Depends on this https://polarssl.org/discussions/platform-specific/atmel-microcontroller-wiznet-and-polarssl and this https://www.brainspark.nl/kb/how-to/polarssl-tutorial it should be possible to do this.

B.R.

Markus

Trying to do some ISO-9141 (car ECU) communications, and i need to send a 5-baud start sequence which is done with:

Code:

pinMode(TX0, OUTPUT);
pinMode(RX0, INPUT);

digitalWrite(TX0, HIGH);
....
Serial.begin(10400);

BR

You mean K-Line I think so you have the same Problem I have with L-Line and the USART may you can use an K-Line Transciever and the Lin support from the SAM.

Hi guys,

I'm trying to put a sketch that works fine in the Arduino Leonardo but don’t work in the Arduino Due.
Can somebody help me?

Thanks

The Sketch would help to look at it.

We're talking on 2 different things.

I didn't know that the SAM3X has an RTC built in it.
I've tried to connect a DS1307 to the Arduino Due.
That is why I didn't understand how your library can help me with my project.

If there is a RTC built-in, how can I save the time there. is there a way to connect a battery to the SAM3X, like the one connected to a DS1307 circuit?

Thanks.

The SAM3X has connections for an backup-batterie to power the RTC if the "core" is powered of but the Arduino Due doesn't has Pins for that option.

Sorry for that, but this library is only for the build in RTC for an DS1307 you can use any library from the playground or else (so I think) the wire library is allready portet for the Due so they should work.

So how do I set the time on the DS1307?
I want to set it once, and read the time from it.

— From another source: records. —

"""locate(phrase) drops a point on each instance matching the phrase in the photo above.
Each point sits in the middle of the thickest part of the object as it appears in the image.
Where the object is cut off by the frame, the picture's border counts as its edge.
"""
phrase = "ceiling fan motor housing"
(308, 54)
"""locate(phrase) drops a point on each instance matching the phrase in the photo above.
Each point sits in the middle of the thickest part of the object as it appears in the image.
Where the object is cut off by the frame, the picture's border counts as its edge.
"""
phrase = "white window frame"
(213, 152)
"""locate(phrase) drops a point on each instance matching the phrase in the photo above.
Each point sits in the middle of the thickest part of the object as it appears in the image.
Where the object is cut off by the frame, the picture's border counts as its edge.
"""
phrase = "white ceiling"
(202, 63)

Btw. there is no DS1307 on the Due Board. the SAM3X has an RTC on Die.

Code:

#include <rtc_clock.h>

// Select the Slowclock source
//RTC_clock rtc_clock(RC);
RTC_clock rtc_clock(XTAL);

char* daynames[]={"Mon", "Tue", "Wed", "Thu", "Fri", "Sat", "Sun"};

void setup() {
  Serial.begin(9600);
  rtc_clock.init();
  rtc_clock.set_time(10"hours", 29"minutes", 9"seconds");                <- this line set the time you set the hours, minutes and seconds with that
  rtc_clock.set_date(22, 10, 2012);
}

void loop() {
  Serial.print("At the third stroke, it will be ");
  Serial.print(rtc_clock.get_hours());                                            <- with rtc_clock.get_hours() you get the hours as an int
  Serial.print(":");                                                                          same for the fowolling minutes and seconds.
  Serial.print(rtc_clock.get_minutes());
  Serial.print(":");
  Serial.println(rtc_clock.get_seconds());
  Serial.print(daynames[rtc_clock.get_day_of_week()-1]);
  Serial.print(": ");
  Serial.print(rtc_clock.get_days());
  Serial.print(".");
  Serial.print(rtc_clock.get_months());
  Serial.print(".");
  Serial.println(rtc_clock.get_years());
}

May I had to set more comments in the sample.

Hi Markus,

I'm using an external XTAL.

I uploaded the Due_Rtc_Simple_Sample once and all worked fine.
When I commented out:

 

Code:

//rtc_clock.set_time(10, 29, 9);
  //rtc_clock.set_date(22, 10, 2012);

The date was 1.1.2007

Am I missing something?

No you missed nothing the 1.1.2007 is the the Resetvalue in the Calenderregister (look at the SAM3X Manuel on page 251) so this Date is set after Powering on. I don't know why this Date is set, but there is nothing wrong if it shown.